Ne vous méprenez pas. Ce livre fait souffrir, si vous avez deux sous d’empathie vous souffrirez. Mais il n’y a pas de pathos, le mélo n’a pas sa place, parce que Gerard Donovan a dégoté des mots qui soignent, il dit les choses sans détours, et quand on saigne de l’organe des sentiments, les détours ça fatigue énormément. Peut-être que les mots sont importants, c’est même certain, mais la manière dont ils sont prononcés l’est tout autant. Il y a tant de douceur dans la parole de l’auteur, dans sa violence, la colère de Julius est gigantesque mais s’exprime aussi dans ce registre, il n’y a pas de fracas autre que la première douleur, celle de la perte.

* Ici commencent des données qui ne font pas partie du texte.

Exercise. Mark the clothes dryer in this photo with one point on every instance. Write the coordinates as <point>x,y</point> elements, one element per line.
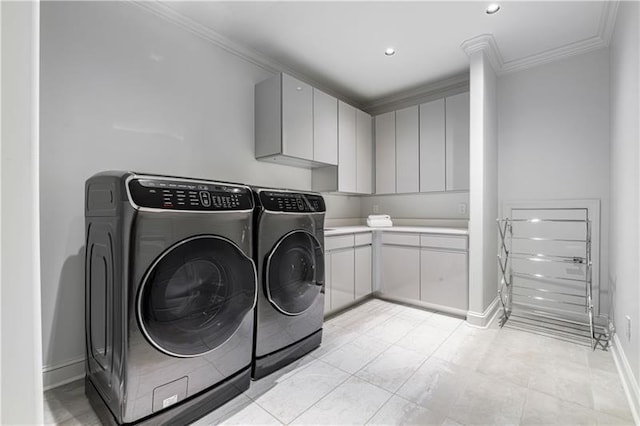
<point>170,296</point>
<point>289,256</point>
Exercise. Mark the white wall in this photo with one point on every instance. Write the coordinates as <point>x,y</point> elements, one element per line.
<point>483,246</point>
<point>123,89</point>
<point>342,206</point>
<point>441,205</point>
<point>20,335</point>
<point>625,186</point>
<point>553,137</point>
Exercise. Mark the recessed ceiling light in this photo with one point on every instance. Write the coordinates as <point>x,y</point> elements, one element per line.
<point>493,8</point>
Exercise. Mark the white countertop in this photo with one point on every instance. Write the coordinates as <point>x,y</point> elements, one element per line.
<point>340,230</point>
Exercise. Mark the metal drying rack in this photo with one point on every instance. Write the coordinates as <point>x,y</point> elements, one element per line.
<point>556,306</point>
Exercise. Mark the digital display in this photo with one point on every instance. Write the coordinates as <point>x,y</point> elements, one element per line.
<point>188,195</point>
<point>292,202</point>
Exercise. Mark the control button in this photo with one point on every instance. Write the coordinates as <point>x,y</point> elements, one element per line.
<point>205,198</point>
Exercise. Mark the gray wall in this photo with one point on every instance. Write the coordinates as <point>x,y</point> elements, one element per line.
<point>124,89</point>
<point>623,256</point>
<point>553,133</point>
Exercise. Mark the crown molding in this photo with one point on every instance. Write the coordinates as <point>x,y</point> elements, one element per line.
<point>487,44</point>
<point>608,20</point>
<point>252,56</point>
<point>450,86</point>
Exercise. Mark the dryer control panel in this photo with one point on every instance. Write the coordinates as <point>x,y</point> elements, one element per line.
<point>189,195</point>
<point>292,202</point>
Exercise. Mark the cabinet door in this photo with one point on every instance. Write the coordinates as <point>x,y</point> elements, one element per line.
<point>297,118</point>
<point>386,153</point>
<point>407,152</point>
<point>401,271</point>
<point>325,128</point>
<point>432,146</point>
<point>457,142</point>
<point>363,271</point>
<point>342,278</point>
<point>327,282</point>
<point>346,147</point>
<point>444,279</point>
<point>364,153</point>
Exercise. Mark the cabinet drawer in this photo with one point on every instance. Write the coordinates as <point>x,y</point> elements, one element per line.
<point>401,239</point>
<point>338,241</point>
<point>443,241</point>
<point>363,239</point>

L’auteur exprime une évidence qui était restée cachée longtemps : que ce que l’on construit avec un autre être est aussi important que l’être lui-même. Parce que lorsque cet être n’est plus là, il reste ce qui a été réalisé, cette chose intangible, immatérielle, les moments partagés et les sentiments qui ont poussé dessus. Quand on perd quelqu’un de cher, les sentiments que l’on nourrissait pour lui sont orphelins, et ce sont eux qui pleurent en nous. Et le souvenir des bons moments vient darder un plus l’éponge écrasée dans la main de Gerard Donovan.
Il y a ce passage ou Julius se souvient d’une conversation, cette discussion avec un enfant qui expliquait pourquoi les chiens vivaient moins longtemps que les humains. Cette théorie me semble tellement exacte, elle met dans le mille.
L’auteur nous parle de la solitude, de la perte irremplaçable, et de quelle manière on peut gérer ça, cette douleur qui palpite et qui ne s’en va pas. Parce que la douleur ne s’en va pas ; peu à peu, c’est notre seuil de tolérance à la souffrance qui augmente, alors on peut vivre quand même, et au bout d’un temps, on n’aura plus que cette gêne, là, comme on a mal à un genou ou dans la nuque. À la différence que le genou et la nuque ne nous renvoient à personne.
Le roman est somptueux, la nature omniprésente, autant que la littérature. On sait depuis des lustres que ces deux-là font bon ménage. J’ai aimé comme l’auteur fait avancer de concert l’installation du froid dans le cœur de Julius et l’hiver qui arrive dans le Maine. C’est beau, si beau. La construction en ellipse est une façon de remuer la plume dans la plaie, c’est bien vu, c’est maîtrisé.
Ce livre va vous laisser une trace, je mets un billet que ce sera celle d’une patte de chien.
Je n’en attendais pas moins de la part d’un ouvrage qui débute par une citation de Marc-Aurèle.
Second extrait, c’est cadeau :
« Nous avons pris le chemin du chalet, éclairés par la lune qui montait dans le ciel et par le pâle reflet de la neige, deux hommes marchant l’un derrière l’autre. L’un des deux pointant son arme sur le dos de l’autre…Le plus vieux schéma du pouvoir. »
Traduit de l’anglais par Georges-Michel Sarotte.
Seb.
Julius Winsome, Gerard Donovan, Le Seuil / Points, 244 p. / 264 p. , 19€80 / 7€20.